Half Of The People In Trials Taking Placebos Report "Adverse Effects" From Taking Them

    And what is going on with the nocebo effect?

    A new meta-analysis of over 1,200 drug trials has found that 49% of participants given placebos reported some type of medical problem during the experiment.

    The research, published in Trials journal, looked at randomised drug trials that included over 250,000 participants on placebos and found that not only were these participants reporting "adverse" medical events, they dropped out of trials at a higher rate than groups that were entirely untreated.

    On average, 5% of participants taking placebos dropped out from the drug trials due to adverse medical events.

    The authors of the paper state that because these adverse reactions can't be directly caused by a substance that has no therapeutic effect, the dropout rates could be caused by participants with an underlying medical condition misattributing symptoms such as headaches to the placebo.

    However, the researchers indicate that these adverse medical events could also be caused by a consistent "nocebo" effect in drug trials.

    There's evidence for this effect in one of the studies observed in the analysis: due to a difference in hospital administration, half of one placebo group received warnings of possible gastrointestinal side effects, while the other half did not.

    Receiving the warning resulted in a six-fold increase in the number of participants withdrawing from the study due to gastrointestinal symptoms.

    The nocebo effect can be thought of as the direct opposite of the placebo effect, in that it worsens patients' conditions rather than improving them.

    The placebo effect first began to be observed after World War II when randomised placebo-controlled drug trials became the primary method of testing pharmaceuticals.

    At the most basic level, this means that standard drug trials involved a randomly-assigned group of people taking the chemically-active drug, while the other group were given sugar pills.
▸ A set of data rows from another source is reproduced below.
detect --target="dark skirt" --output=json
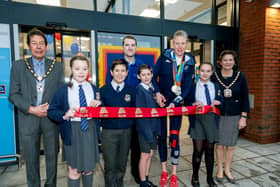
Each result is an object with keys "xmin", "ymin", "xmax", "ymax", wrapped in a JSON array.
[
  {"xmin": 190, "ymin": 113, "xmax": 219, "ymax": 143},
  {"xmin": 217, "ymin": 115, "xmax": 240, "ymax": 146},
  {"xmin": 62, "ymin": 119, "xmax": 99, "ymax": 172}
]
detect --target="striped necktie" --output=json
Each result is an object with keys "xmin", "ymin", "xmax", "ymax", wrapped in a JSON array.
[
  {"xmin": 79, "ymin": 85, "xmax": 88, "ymax": 131},
  {"xmin": 204, "ymin": 84, "xmax": 211, "ymax": 105}
]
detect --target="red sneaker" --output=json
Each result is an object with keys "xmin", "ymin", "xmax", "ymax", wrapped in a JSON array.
[
  {"xmin": 169, "ymin": 175, "xmax": 178, "ymax": 187},
  {"xmin": 159, "ymin": 171, "xmax": 168, "ymax": 187}
]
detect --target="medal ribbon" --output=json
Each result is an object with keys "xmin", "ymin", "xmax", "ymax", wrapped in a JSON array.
[
  {"xmin": 172, "ymin": 52, "xmax": 186, "ymax": 86},
  {"xmin": 75, "ymin": 105, "xmax": 220, "ymax": 118}
]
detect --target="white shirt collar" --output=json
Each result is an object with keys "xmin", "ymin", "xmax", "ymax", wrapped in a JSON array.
[
  {"xmin": 71, "ymin": 79, "xmax": 87, "ymax": 87},
  {"xmin": 140, "ymin": 82, "xmax": 154, "ymax": 90},
  {"xmin": 197, "ymin": 79, "xmax": 211, "ymax": 86},
  {"xmin": 111, "ymin": 79, "xmax": 124, "ymax": 91}
]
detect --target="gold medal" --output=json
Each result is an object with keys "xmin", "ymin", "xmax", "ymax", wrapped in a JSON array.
[
  {"xmin": 24, "ymin": 59, "xmax": 55, "ymax": 82},
  {"xmin": 171, "ymin": 85, "xmax": 182, "ymax": 96},
  {"xmin": 214, "ymin": 71, "xmax": 240, "ymax": 98},
  {"xmin": 224, "ymin": 88, "xmax": 232, "ymax": 98}
]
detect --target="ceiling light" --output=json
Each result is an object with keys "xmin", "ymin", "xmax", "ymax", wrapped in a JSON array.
[
  {"xmin": 36, "ymin": 0, "xmax": 60, "ymax": 6},
  {"xmin": 140, "ymin": 8, "xmax": 160, "ymax": 18},
  {"xmin": 155, "ymin": 0, "xmax": 178, "ymax": 5},
  {"xmin": 269, "ymin": 0, "xmax": 280, "ymax": 8}
]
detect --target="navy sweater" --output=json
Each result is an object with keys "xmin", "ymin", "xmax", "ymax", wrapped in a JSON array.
[
  {"xmin": 136, "ymin": 84, "xmax": 160, "ymax": 143},
  {"xmin": 189, "ymin": 82, "xmax": 224, "ymax": 128},
  {"xmin": 100, "ymin": 83, "xmax": 135, "ymax": 129}
]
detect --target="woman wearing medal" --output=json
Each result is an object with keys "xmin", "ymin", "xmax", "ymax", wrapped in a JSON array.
[
  {"xmin": 212, "ymin": 50, "xmax": 250, "ymax": 184},
  {"xmin": 153, "ymin": 30, "xmax": 195, "ymax": 187}
]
The results were then compared.

    Scientists began to notice that the patients who were being treated with the placebo sometimes improved markedly.

    American anesthesiologist Henry Beecher reported in 1955 that approximately 35% of patients with severe postoperative pain can be effectively treated with placebos.

    The placebo effect has been explained by several strong psychological factors including confirmation bias (if a patient believes they are going to improve, they will ignore their continuing or worsening symptoms) and expectation.

    One 2007 paper states that placebo "effects are treatment effects caused not by the physical properties of a treatment but by the meaning ascribed to it".

    Expectation can be manipulated by the level of medical intervention that a patient experiences. For example, use of fake acupuncture needles has been shown to be more effective than taking placebo pills in treating muscle pain.

    One literature review found that 74% of patients who underwent a placebo surgery (a skin incision without a true operation) for arm issues showed improvement in their problematic arm. In over half of the surgeries observed, the effect of the placebo was equivalent to that of the actual surgeries.

    The physical mechanism of the placebo effect is thought to be driven primarily by a a release of the brain's natural opioids in the regions of the cortex critical for pain assessment and management.

    Associate professor Ben Colagiuri, a placebo researcher from the University of Sydney, told BuzzFeed News that this release of natural opioids causes a "cascade of effects where this expectancy is actually changing our physiology".

    The nocebo effect – a patient's expectation that they are going to experience a worsening of symptoms – has been observed in many different forms: it can exacerbate problems of nausea related to chemotherapy, increase experiences of pain, and has been shown to worsen symptoms of Parkinson's disease during treatment.

    Colagiuri said that while the nocebo effect is less well investigated than the placebo effect, the biological mechanisms that cause expectation is similar.

    "In the case of pain, if somebody expects pain it might trigger negative mood states, so more anxiety, and that anxiety can lead to the release of various neurotransmitters in the brain like catecholamines, and that can lead to the increase in pain reports," he said.

    Colagiuri said that while the placebo and nocebo effects might be fascinating because they appear as though "something's coming from nothing", there are biological explanations for both.

    The nocebo effect presents some important methodological problems for researchers conducting drug trials. While researchers have an ethical obligation to inform patients of side effects, the increased dropout rate and medical issues experienced by placebo-taking participants can impact on the validity of the trial.

    Research is beginning to emerge on how this effect can be mediated by reversing warnings of side effects to change participants' expectations.

    Colagiuri said that when patients are informed of the possibility of side effects, it will generally be framed as, for example, "30% of patients will experience headaches". Reframing this warning as a positive statement ("70% of patients will not experience headaches") could alter patient expectation.

    One study led by the University of NSW published this year found that positive framing when patients are prescribed capsules of medication can reduce the nocebo side effects in the short term.

    However Dr Jeremy Howick, lead author of the Trials meta-analysis, told the BioMed Central blog that these solutions are still under-researched and scientists are currently searching for the best methods for telling patients about the potential benefits or harms of drug trials.